The primary outcome of interest was percent change in hCG from day 0-4, day 4-7, and day 0-7. Secondary outcomes included treatment success rates and time to successful resolution. Successful resolution was defined as achieving an hCG level of <5 mIU/mL, and lack of resolution was defined as needing definitive surgical management after treatment with methotrexate. Those who had lack of resolution or were lost to follow-up were considered censored for the event outcome of time to successful resolution. A sensitivity analysis was performed to assess the impact of loss to follow-up by defining successful resolution as a final hCG level of <100 mIU/mL, and lack of resolution as either needing definitive surgical management after treatment with methotrexate or having a final hCG level of >100 mIU/mL.

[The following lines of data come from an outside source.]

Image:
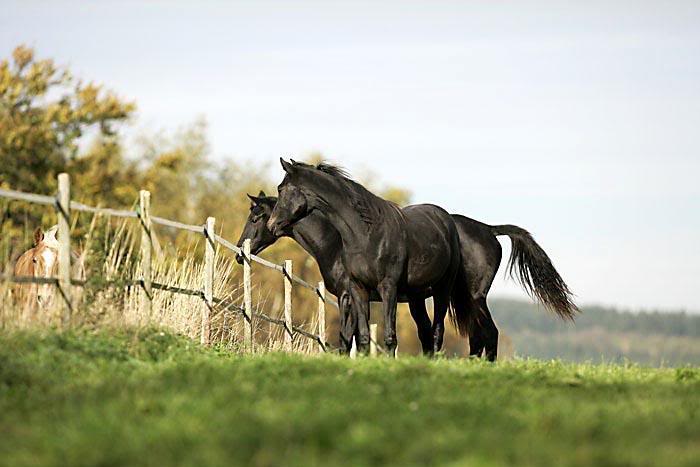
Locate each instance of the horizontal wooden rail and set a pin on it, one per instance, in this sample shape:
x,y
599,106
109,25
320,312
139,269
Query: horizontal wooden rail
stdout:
x,y
30,197
75,206
200,229
177,225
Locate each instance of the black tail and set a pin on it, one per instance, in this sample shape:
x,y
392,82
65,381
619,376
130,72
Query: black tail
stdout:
x,y
531,266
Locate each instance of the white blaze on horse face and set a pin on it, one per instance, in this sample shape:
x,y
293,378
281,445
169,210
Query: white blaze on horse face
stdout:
x,y
49,256
45,293
50,238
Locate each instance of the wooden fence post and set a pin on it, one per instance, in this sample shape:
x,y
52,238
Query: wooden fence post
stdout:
x,y
63,211
322,316
373,340
209,259
146,249
288,304
247,298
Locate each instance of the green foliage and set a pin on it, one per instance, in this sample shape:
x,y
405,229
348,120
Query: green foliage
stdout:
x,y
44,112
150,398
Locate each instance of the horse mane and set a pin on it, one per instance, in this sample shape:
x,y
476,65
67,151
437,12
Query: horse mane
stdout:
x,y
368,205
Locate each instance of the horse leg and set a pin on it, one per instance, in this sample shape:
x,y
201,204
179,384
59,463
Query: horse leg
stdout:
x,y
423,325
360,309
347,322
490,330
476,340
387,290
440,301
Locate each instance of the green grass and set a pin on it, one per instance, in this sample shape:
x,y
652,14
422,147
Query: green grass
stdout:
x,y
150,398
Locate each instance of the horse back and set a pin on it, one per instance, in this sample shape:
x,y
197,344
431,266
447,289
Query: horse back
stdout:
x,y
433,244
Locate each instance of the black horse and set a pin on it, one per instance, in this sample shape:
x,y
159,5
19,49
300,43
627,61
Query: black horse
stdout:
x,y
321,240
413,251
481,257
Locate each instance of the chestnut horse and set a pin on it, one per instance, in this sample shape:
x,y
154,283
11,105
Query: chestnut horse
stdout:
x,y
42,261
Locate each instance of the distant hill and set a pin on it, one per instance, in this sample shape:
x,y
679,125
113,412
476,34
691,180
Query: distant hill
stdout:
x,y
599,334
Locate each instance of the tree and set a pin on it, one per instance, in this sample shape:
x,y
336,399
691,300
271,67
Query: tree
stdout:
x,y
44,112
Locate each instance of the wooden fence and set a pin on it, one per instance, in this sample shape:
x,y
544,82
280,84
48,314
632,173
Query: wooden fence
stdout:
x,y
64,206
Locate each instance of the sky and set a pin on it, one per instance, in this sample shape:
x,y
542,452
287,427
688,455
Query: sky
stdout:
x,y
579,121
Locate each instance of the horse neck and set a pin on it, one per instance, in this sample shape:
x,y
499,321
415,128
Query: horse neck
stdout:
x,y
317,236
331,199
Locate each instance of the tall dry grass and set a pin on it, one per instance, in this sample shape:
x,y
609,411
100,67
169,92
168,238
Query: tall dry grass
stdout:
x,y
109,300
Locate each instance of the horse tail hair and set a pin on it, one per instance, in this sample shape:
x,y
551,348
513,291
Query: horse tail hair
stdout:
x,y
530,265
460,312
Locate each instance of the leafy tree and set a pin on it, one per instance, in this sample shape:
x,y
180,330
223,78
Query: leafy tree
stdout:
x,y
44,112
44,115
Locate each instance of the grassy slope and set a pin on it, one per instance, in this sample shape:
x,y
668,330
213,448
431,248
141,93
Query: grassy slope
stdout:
x,y
156,399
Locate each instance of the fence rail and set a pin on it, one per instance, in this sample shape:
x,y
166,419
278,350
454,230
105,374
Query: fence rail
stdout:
x,y
63,206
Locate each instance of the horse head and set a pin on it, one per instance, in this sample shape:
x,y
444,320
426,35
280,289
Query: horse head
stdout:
x,y
255,228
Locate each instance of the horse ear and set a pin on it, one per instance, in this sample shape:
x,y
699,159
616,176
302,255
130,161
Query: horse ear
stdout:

Propensity score modeling was utilized to address possible confounding by indication, ie, differential assignment of patients with better prognosis to the single-dose methotrexate protocol. A logistic model was developed to predict whether a patient was more likely to receive one intervention (ie, the 2-dose protocol) over the other (ie, the single-dose protocol). Forward stepwise variable selection was used to evaluate all available covariates (eg, clinical site, patient demographics, medical history) to develop the final propensity score model, which included initial hCG value, site, parity, method of ectopic pregnancy diagnosis, and ultrasound impression. Based on the model’s predicted probabilities of receiving the 2-dose protocol, each subject was assigned a propensity score, which was used in subsequent regression modeling.

Subjects were analyzed on the basis of treatment received, since intent to treat was not recorded. Differences in baseline characteristics between the 2 protocols were assessed by t tests (all continuous variables) and χ ² and proportion tests (all categorical variables). Associations between percent change in hCG outcomes, treatment protocol, and categorical covariates of interest were evaluated using linear regression models after adjustment for the propensity score. Similarly, Cox proportional hazards models were used to assess protocol and covariate differences in time to successful resolution. Models were also adjusted for any covariates that were still unbalanced across the protocols after propensity score adjustment, the only one of which was site of treatment. Statistical analyses were performed with SAS 9.2 (SAS Institute, Cary, NC) and STATA 12 (StataCorp LP, College Station, TX).